Las otras tres se acercaron, y se tumbaron una tras otra junto a Josephine. Luego se pusieron todas detrás del seto.
—Deben ser deudos que vienen al funeral que no se va a celebrar.
—¿Con sombrillas de colores?
—Ya. He de admitir que queda raro —concedió Emmeline—. Si fueran negras, tendría mucho más sentido.
—Seguro que son los que llevan la comida, y no los deudos. Primero tendrán que montarlo todo, y necesitarán paraguas por si llueve.
—Bueno, no importa —dijo Samantha—. Tenemos que sacar el cadáver rápidamente y esconderlo en algún sitio. Luego podemos volver y quitarle el uniforme.
—Qué truculento. ¿Por qué no podemos quemarlo con el uniforme puesto? —preguntó Penelope.
—Porque las medallas, la hebilla del cinturón y la insignia de la gorra son de metal y no se queman.

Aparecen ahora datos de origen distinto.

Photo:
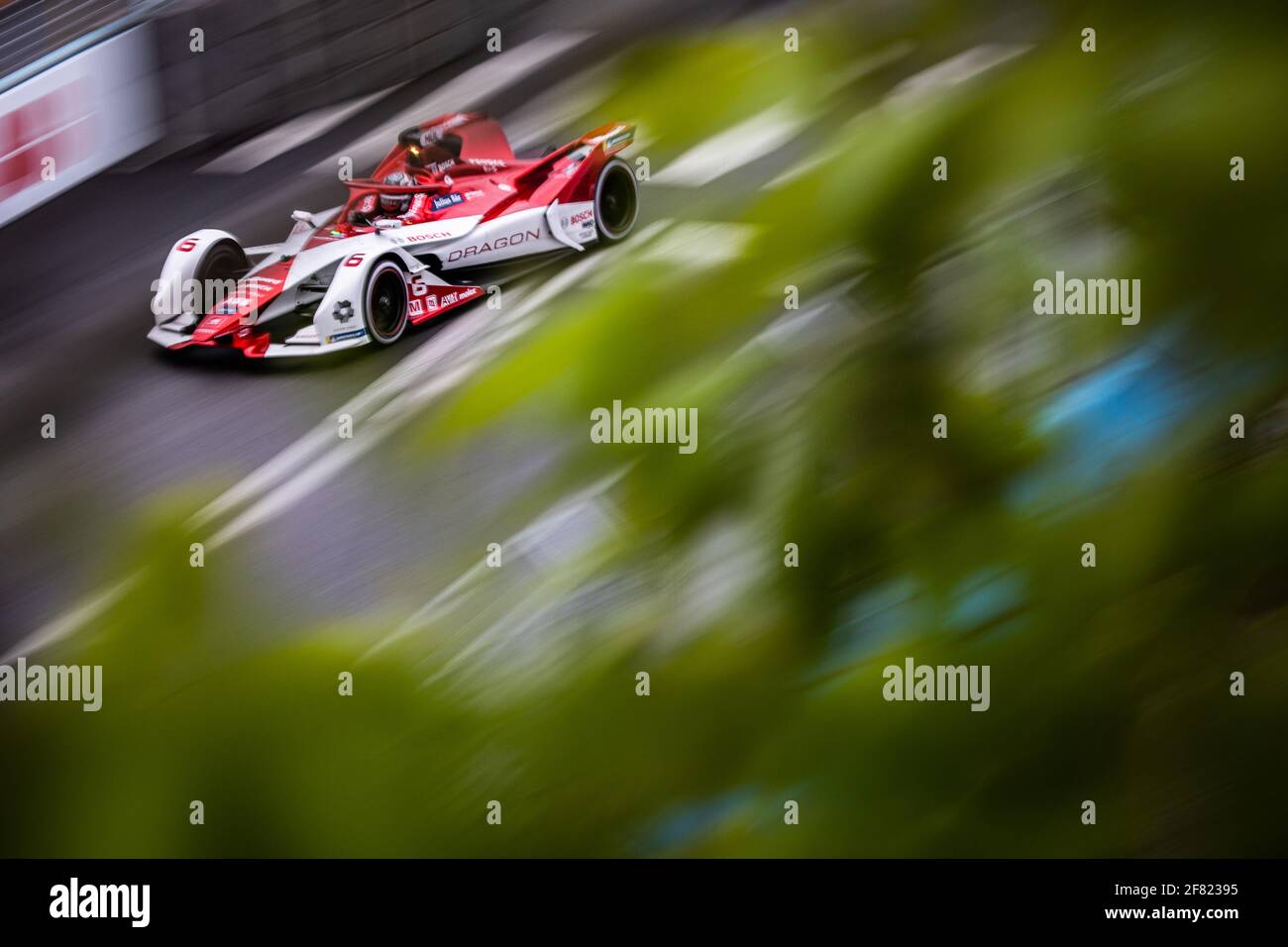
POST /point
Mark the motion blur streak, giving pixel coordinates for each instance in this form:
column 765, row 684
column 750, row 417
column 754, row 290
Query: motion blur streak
column 827, row 295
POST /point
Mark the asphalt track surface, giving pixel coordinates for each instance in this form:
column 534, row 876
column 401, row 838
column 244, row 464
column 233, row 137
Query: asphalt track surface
column 134, row 423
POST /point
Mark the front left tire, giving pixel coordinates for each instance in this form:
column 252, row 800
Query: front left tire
column 385, row 311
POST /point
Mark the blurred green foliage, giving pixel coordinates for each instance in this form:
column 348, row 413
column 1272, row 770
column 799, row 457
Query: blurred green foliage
column 1109, row 684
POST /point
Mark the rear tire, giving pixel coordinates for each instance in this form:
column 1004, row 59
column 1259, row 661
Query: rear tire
column 385, row 303
column 616, row 201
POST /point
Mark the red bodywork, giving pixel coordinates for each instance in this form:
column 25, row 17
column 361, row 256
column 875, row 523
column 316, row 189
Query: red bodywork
column 463, row 166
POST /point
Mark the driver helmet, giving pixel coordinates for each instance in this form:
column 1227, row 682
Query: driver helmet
column 395, row 204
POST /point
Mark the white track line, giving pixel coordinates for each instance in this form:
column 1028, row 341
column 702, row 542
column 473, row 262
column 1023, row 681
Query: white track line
column 733, row 147
column 291, row 134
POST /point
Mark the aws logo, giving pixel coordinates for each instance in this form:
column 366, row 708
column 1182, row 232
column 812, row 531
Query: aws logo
column 488, row 247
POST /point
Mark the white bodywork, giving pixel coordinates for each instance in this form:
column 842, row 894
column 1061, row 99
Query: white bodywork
column 339, row 320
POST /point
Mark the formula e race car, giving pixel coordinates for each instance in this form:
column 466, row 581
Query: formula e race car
column 441, row 213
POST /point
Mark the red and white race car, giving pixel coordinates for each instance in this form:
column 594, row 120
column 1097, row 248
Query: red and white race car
column 446, row 208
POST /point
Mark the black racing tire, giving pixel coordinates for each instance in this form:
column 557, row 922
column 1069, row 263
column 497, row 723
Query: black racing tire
column 384, row 308
column 224, row 261
column 616, row 201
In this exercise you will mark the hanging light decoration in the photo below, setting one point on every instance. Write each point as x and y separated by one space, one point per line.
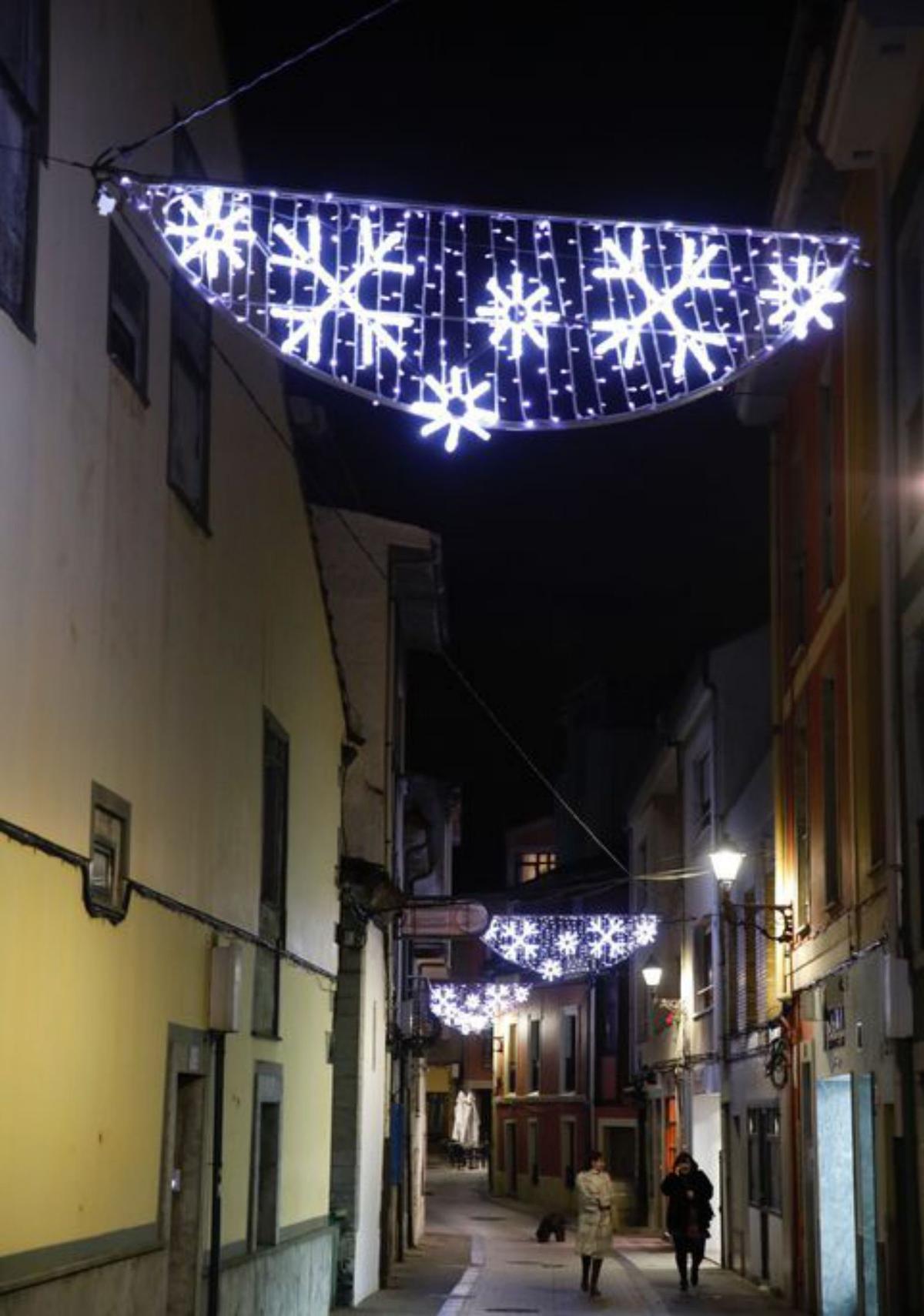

—¿Qué haremos con la ropa y con la pata de palo? —quiso saber Emmy.
—No podemos dejarlas por aquí cerca, porque podrían encontrarlas.
—La pata de palo sí arderá, ¿no, idiota? Y, en cuanto a la ropa, supongo que podríamos llevárnosla a la playa en una bolsa de plástico y tirarla al mar atada a una roca. Allí nadie la encontraría —propuso Josephine.
—Excepto un submarinista —replicó Samantha—. O alguien que pescara con caña y anzuelo.
—Por favor, ¿por qué no nos ponemos manos a la obra antes de que venga alguien y nos descubra? Además, no podríamos llevarnos todas las cosas de este hombre a la casita de invitados sin que mamá nos viera. Tendremos que enterrarlo todo en algún sitio donde a nadie se le pueda ocurrir mirar. Pero no hace falta que lo decidamos ahora.
—¡Oye, no te pongas tan autoritaria! Vale, vamos a ver si podemos moverlo.
Levantaron al difunto coronel del ataúd sin muchas dificultades y desaparecieron con él en el denso pinar que había detrás de la capilla.